Under HIPAA’s original “if you build it they must come” system, health plans must comply with the changes; doctors only have to comply if they engage in electronic transactions. Five years after HIPAA was enacted Congress changed the Medicare law to require medical practices to submit Medicare claims electronically. That’s what is causing doctors to freak out. CMS is saying that it will not pay Medicare claims with dates of service on or after October 1 unless the claim uses the ICD-10 codes. Health plans understandably are following CMS’s lead.

Health Analytics reports that the lobbyists are fighting up on Capitol Hill over this issue, and it may come down to the wire. HIPAA was enacted to facilitate electronic claims transactions and this coding change does little if anything to push that ball forward. The change is touted as a boon to public health analysts. A train wreck may be coming. It won’t be as dramatic as the healthcare.gov catastrophe in October 2014, but it could be bad. The FEHBlog is not optimistic.
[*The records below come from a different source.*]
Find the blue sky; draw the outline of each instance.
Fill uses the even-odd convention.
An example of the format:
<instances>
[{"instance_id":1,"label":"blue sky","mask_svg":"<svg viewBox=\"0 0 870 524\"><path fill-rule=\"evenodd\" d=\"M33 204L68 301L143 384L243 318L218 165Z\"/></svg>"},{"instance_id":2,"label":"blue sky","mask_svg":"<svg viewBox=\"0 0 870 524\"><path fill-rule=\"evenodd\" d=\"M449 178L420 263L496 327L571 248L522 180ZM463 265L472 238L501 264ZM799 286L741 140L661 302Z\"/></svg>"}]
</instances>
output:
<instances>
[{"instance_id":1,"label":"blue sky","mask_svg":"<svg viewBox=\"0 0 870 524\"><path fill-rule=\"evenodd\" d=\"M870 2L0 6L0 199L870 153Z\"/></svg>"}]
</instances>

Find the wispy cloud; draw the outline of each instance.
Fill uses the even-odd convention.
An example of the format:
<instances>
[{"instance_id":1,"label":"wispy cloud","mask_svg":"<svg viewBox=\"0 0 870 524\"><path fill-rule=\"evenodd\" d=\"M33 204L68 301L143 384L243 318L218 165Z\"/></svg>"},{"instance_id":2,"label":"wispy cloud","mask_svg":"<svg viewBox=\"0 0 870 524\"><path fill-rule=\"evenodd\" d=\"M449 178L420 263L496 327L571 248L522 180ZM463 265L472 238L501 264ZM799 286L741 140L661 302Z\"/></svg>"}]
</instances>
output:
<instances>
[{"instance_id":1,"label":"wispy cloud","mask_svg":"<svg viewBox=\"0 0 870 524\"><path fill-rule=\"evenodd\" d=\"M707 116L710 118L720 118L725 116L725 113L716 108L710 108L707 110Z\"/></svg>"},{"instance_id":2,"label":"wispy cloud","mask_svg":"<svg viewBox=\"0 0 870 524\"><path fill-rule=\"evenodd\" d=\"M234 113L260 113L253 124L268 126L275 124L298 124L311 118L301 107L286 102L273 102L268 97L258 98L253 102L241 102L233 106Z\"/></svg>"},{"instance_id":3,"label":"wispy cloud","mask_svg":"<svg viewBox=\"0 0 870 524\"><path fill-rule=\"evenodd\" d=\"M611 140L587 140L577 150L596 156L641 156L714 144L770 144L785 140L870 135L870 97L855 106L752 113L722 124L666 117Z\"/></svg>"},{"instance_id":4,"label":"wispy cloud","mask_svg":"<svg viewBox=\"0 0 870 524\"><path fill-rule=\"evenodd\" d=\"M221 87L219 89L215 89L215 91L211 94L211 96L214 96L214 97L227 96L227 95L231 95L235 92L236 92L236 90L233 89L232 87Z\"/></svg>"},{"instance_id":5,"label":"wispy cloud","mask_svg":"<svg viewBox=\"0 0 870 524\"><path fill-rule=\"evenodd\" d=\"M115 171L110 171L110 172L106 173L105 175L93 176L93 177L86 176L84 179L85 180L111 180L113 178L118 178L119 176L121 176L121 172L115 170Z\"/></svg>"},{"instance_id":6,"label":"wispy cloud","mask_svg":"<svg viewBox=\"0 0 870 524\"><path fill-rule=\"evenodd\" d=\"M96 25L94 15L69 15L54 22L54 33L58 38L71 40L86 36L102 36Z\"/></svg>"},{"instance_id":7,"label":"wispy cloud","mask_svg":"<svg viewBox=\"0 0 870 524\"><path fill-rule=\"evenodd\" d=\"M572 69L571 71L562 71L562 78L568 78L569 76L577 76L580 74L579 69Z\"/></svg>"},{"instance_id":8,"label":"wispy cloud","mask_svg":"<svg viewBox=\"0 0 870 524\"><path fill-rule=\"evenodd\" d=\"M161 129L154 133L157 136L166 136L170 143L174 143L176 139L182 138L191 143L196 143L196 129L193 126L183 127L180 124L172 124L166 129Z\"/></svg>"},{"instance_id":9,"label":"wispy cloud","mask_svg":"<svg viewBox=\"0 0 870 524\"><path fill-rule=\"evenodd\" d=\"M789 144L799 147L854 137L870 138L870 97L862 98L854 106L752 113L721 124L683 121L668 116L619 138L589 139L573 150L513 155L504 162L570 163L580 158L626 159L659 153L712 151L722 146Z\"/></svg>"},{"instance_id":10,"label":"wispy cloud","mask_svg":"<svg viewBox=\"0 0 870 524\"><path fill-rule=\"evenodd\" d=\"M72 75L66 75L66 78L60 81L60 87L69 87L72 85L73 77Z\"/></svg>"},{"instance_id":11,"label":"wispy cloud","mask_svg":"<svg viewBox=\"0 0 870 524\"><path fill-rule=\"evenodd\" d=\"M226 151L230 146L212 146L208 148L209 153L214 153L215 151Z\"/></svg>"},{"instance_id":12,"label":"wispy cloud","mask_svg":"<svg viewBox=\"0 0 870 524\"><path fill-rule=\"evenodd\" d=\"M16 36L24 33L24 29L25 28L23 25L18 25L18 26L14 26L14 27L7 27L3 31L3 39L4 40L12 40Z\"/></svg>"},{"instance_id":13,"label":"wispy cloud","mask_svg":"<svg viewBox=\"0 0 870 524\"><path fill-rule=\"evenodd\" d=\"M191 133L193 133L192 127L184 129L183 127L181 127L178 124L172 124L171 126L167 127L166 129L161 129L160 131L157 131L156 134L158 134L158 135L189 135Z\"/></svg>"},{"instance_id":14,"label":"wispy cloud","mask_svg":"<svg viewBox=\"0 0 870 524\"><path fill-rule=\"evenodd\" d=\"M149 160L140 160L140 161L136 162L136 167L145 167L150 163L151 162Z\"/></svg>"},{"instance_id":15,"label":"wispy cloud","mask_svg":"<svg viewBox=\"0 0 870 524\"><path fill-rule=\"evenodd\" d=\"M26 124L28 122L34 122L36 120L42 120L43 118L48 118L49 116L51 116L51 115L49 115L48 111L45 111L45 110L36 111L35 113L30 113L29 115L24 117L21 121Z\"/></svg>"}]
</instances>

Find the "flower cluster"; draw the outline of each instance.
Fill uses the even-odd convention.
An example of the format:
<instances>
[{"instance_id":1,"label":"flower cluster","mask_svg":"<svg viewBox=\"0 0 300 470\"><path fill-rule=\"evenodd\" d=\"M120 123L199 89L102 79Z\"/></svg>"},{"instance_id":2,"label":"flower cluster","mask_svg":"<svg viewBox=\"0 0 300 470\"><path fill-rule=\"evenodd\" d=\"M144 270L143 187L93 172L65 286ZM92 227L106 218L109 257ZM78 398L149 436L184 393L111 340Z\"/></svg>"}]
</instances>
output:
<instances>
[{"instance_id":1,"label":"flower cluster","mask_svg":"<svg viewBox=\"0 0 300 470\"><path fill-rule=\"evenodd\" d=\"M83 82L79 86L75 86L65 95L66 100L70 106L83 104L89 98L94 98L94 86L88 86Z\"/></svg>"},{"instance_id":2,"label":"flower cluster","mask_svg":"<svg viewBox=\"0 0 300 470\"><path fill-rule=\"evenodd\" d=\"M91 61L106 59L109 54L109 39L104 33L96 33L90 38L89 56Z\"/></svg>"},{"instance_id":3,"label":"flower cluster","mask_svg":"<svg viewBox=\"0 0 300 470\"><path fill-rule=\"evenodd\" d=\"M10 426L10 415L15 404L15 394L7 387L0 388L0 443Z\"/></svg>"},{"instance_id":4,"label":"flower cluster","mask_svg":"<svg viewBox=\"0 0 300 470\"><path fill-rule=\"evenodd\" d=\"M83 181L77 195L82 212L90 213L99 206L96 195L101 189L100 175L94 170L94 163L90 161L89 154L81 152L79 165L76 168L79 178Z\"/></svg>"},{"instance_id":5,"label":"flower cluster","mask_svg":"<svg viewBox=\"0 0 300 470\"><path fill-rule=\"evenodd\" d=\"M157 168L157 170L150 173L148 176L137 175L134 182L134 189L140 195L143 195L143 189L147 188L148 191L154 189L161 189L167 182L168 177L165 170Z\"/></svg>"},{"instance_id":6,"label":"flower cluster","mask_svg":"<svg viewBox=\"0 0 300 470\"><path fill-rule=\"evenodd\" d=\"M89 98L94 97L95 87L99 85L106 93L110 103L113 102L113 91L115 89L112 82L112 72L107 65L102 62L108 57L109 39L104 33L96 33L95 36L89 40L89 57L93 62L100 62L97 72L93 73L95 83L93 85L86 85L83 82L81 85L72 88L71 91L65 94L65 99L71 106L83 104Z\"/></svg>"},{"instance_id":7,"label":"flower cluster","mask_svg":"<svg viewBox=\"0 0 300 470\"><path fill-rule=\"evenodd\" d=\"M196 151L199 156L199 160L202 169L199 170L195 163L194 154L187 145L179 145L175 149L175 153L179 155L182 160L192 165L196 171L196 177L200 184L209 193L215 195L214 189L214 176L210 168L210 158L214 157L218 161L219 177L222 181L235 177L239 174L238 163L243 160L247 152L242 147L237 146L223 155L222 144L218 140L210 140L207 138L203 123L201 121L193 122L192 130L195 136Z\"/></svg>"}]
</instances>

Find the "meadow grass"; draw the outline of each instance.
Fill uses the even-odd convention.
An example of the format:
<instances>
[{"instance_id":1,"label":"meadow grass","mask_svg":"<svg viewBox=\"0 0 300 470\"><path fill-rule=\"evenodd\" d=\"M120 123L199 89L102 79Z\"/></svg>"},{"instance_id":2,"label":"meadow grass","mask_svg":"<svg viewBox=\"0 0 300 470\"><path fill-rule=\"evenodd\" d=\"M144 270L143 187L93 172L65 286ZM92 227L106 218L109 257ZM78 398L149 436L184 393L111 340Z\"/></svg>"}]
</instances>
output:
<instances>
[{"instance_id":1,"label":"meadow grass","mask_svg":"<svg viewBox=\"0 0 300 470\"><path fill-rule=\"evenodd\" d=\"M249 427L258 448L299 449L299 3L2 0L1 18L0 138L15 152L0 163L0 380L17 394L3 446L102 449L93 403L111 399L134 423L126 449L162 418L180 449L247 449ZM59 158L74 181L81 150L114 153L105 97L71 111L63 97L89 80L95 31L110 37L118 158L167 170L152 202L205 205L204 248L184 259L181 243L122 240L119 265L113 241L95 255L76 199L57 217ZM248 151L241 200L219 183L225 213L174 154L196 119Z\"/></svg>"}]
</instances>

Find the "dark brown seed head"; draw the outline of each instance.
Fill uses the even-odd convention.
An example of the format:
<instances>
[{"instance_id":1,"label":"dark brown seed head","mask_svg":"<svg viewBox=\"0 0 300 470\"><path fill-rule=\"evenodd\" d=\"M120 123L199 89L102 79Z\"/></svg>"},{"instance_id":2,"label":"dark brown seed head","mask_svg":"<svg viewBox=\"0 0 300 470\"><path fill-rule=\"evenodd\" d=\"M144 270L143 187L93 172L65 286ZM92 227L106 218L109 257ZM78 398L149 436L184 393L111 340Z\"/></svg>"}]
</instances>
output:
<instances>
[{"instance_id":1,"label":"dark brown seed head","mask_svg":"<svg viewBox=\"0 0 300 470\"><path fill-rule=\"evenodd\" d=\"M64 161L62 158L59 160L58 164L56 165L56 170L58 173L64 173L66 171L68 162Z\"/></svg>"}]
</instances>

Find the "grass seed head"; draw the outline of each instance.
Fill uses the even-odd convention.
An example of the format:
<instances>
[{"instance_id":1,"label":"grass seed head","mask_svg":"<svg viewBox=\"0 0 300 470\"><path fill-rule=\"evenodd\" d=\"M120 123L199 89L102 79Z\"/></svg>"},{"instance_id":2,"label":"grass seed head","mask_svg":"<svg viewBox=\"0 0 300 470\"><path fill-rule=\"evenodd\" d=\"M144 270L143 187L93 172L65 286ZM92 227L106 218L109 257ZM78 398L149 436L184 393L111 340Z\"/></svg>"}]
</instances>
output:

The FEHBlog noted on Monday the interesting development that a federal union AFGE has sued OPM and an OPM contractor over the data breach. As this Nextgov article accurately reports,  these data breach lawsuits don’t have a great track record in court because of the inherent difficulty in proving sizeable data breach damages. Here, however, there is an unprecedented twist — the breach of the SF-86 background check forms. Those affected people unfortunately may have an easier time proving sizeable damages but the FEHBlog is not certain that these unique circumstances can be adjudicated in a class action. It’s not a simple case. Time will tell.

Also it’s worth noting this Federal Times report that the government is warning federal employees and annuitants about spear phishing scams related to the OPM breach.  Take care.